10.8.0.1 Ping command works (Cloud server itself & pihole on cloud server )
10.8.0.2 ping command not work (my android phone connected through openVPN client)
10.8.0.3 ping command work (raspberry pi in question)

also on cloud server openvpn & pihole both are installed. in pi hole log i am able to see client (10.8.0.3)


my overall goal to achieve (with no port opening in home modem/router),

if i am out of my LAN network & start openVPN app. i can able to see my home assistant home webpage & check status etc.

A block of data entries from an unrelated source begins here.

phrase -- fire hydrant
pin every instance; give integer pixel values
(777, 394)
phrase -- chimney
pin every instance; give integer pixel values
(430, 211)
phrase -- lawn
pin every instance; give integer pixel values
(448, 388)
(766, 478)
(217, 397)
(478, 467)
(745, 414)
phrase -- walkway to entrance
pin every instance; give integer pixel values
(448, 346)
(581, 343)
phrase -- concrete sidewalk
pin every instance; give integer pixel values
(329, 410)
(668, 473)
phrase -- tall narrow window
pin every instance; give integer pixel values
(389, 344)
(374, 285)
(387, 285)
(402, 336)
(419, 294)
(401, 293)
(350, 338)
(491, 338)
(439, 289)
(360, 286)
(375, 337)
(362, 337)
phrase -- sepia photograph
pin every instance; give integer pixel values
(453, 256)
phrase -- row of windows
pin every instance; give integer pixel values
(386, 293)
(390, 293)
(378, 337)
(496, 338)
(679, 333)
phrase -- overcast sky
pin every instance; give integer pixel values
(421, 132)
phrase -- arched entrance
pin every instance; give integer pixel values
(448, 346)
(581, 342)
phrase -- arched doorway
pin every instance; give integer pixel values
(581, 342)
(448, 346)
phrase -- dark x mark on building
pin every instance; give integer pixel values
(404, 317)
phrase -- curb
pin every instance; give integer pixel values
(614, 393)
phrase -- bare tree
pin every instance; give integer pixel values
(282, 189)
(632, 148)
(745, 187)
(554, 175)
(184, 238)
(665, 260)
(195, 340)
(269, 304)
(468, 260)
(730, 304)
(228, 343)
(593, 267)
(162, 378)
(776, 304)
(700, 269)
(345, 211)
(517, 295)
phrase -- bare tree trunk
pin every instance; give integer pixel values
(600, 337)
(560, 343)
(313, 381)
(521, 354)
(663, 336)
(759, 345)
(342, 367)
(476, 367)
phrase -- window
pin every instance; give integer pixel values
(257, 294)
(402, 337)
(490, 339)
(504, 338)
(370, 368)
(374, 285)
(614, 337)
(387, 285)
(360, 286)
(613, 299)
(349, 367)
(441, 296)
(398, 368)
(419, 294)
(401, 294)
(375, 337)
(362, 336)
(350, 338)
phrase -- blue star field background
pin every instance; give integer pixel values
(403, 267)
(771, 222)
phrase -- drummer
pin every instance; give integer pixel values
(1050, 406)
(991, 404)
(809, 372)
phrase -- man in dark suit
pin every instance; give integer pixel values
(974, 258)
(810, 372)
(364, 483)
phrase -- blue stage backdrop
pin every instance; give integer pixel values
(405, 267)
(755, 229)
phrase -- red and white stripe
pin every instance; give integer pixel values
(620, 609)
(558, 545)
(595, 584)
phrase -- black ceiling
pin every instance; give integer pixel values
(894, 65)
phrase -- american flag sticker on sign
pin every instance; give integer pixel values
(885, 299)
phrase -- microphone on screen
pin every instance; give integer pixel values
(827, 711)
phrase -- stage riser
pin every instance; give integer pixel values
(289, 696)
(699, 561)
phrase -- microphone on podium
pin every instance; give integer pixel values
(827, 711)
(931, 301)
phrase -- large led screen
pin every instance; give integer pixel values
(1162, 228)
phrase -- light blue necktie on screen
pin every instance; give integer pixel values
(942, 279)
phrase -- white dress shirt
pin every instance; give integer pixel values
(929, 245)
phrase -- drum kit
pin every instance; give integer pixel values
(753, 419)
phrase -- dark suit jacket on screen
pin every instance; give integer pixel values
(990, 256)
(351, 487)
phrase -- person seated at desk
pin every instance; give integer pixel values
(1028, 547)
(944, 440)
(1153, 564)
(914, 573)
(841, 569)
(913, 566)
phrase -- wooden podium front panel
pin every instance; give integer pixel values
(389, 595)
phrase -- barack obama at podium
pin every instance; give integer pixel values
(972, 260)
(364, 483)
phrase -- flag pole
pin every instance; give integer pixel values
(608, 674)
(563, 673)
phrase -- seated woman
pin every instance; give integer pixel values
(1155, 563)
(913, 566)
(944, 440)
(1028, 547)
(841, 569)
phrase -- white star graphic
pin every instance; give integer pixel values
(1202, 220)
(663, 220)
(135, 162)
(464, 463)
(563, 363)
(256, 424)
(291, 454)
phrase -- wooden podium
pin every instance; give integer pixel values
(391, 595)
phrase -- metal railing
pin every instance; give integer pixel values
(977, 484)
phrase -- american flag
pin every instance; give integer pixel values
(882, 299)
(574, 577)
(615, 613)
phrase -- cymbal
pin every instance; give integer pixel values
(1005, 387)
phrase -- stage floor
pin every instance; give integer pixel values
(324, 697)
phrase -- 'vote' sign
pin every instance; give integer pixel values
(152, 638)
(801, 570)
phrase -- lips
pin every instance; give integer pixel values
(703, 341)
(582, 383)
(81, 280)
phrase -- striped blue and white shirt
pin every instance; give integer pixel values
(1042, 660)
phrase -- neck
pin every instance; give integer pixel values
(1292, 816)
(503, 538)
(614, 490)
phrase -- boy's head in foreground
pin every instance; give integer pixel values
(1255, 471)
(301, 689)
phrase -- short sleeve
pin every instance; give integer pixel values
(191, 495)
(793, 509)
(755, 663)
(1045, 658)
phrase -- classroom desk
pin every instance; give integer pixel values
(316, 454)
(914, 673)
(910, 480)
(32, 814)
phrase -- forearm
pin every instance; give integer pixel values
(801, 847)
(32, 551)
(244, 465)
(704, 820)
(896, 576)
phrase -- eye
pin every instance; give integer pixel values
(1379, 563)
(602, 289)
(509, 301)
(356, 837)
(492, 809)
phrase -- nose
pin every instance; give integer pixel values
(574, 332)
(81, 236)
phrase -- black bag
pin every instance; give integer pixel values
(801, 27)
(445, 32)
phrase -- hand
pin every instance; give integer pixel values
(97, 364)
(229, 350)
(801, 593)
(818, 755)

pihole filter all advertisements from my web surfing (system working perfectly this time) as well as secure my surfing through VPN Tunnel in public networks

is this command make any difference ?

echo 1 > /proc/sys/net/ipv4/ip_forward

as per opnvpn guidelines

https://community.openvpn.net/openvpn/wiki/265-how-do-i-enable-ip-forwarding

OR

may be there is need to finetune ethernet or tan0 in iptables rules.v4 like

:POSTROUTING ACCEPT [1:184]
-t nat -A POSTROUTING -o tun0 -j MASQUERADE

existing like


:POSTROUTING ACCEPT [1:184]
-A POSTROUTING -s 10.8.0.0/24 -o eth0 -j MASQUERADE

any expert tell me what is best for my scenario

some guidelines here but i am confusing now :-
https://ephams.com/2019/02/turns-your-raspberry-pi-into-a-vpn-gateway/

It might be better to have this question raised within an OpenVPN forum as it looks more like a VPN server configuration problem than a DietPi one. As you said, DietPi is able to connect to the VPN Server and the VPN server is able to reach DietPi.